Edgar is still every bit as tough as any fighter in any weight class and seems primed for another title shot, this time at featherweight. Henderson seems revitalized after moving up to welterweight, choking out Brandon Thatch in his debut. Watching Henderson vs. Edgar was like watching the unstoppable force (Henderson) against the immovable object (Edgar). Henderson looked at his best against Edgar, and a third go-around may not give Edgar the ultimate upper hand, but it would bring out the best in Henderson again.
At one point, both of these guys were considered the next dominant forces in UFC. At least until Jon Jones came along and brutalized Shogun in 2011. When Machida defeated Rashad Evans for the light heavyweight title in 2009, Joe Rogan infamously declared, “Welcome to the Machida era.”
Well, that lasted just under a year. After a controversial decision victory over Shogun in his first title defense, Machida was demolished by Shogun in the first round of their rematch in 2010. Shogun was then declared the next force to be reckoned with, but then Jones came along and the rest, as they say, is history. At least until earlier this year when Jones was arrested for a hit-and-run.
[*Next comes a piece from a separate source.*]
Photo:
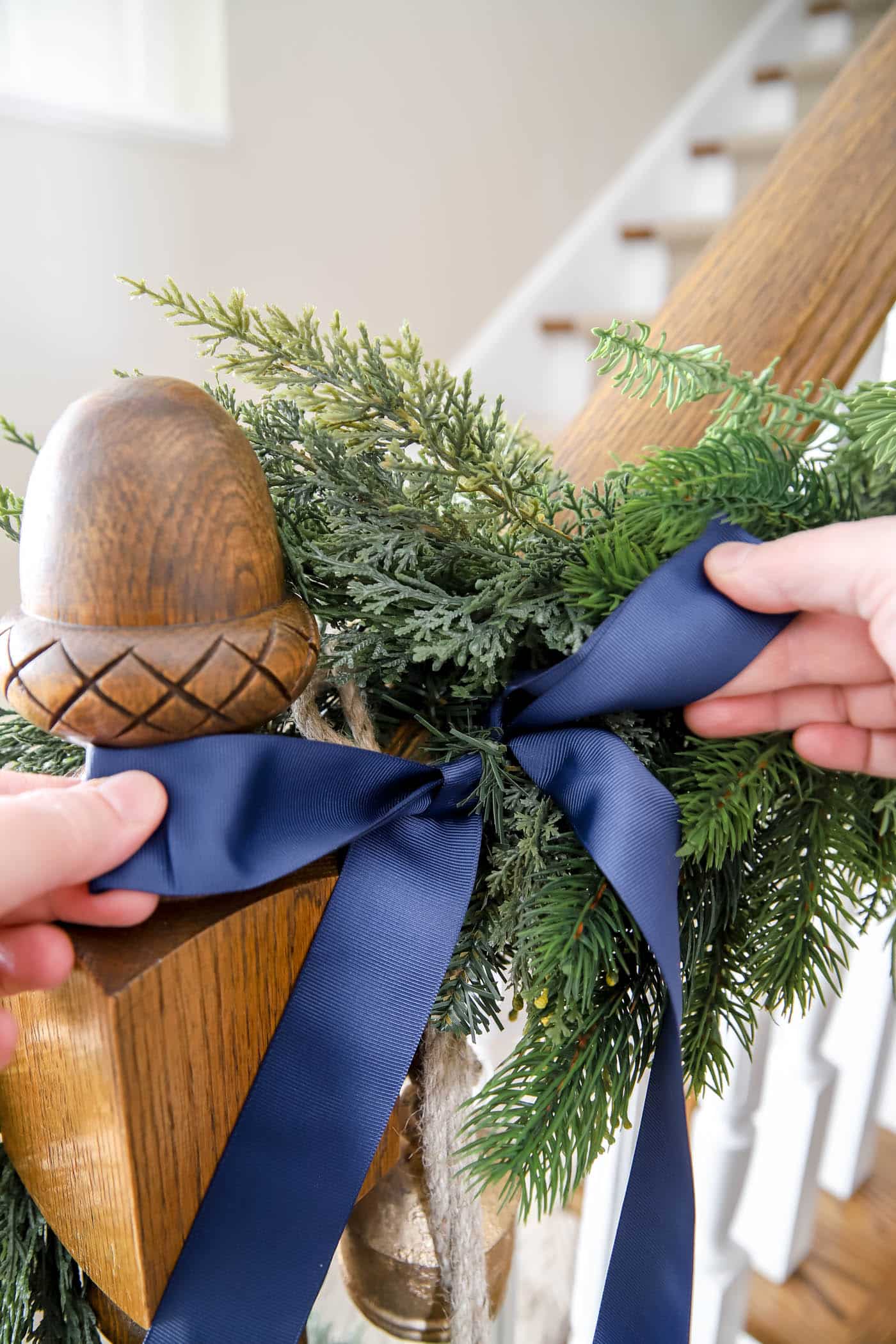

Regardless, Machida and Shogun are two of the most dynamic strikers in MMA. Machida’s crane-kick knockout of Randy Couture is still replayed today, and Shogun blitzkrieging opponents in Pride Fighting Championship is well-documented. Is Machida the same guy who got torn through by Shogun in 2010? Is Shogun the same buzzsaw he was when he took the title from Machida? Both guys are at a crossroads of sorts in their career at the moment. Perhaps a rubber match would go a long way toward determining who still has something left to offer the sport.
I’m not going to lie. I just want these two to square off again because it’s so damn fun to watch. Gaethje knocked out Palomino in both of their meetings for the World Series of Fighting (WSOF) lightweight title. But that’s really oversimplifying what happened. Both guys spent each fight just swinging for the fences, and Gaethje took as much as he gave to Palomino and lived up to his nickname, “The Highlight.”
WSOF is still fairly unknown among casual MMA fans. But if you enjoy a good old-fashioned brawl and want fighters who leave everything in the cage, then find video of Gaethje and Palomino’s first two fights. If you play your cards right, you could see Gaethje and Palomino go at it a third time.
Palomino is part of an eight-man lightweight tournament in WSOF that starts next month, and the winner will get a title shot against Gaethje. So if you want to see a great fight, you should hope and pray that Palomino emerges victorious from the tournament.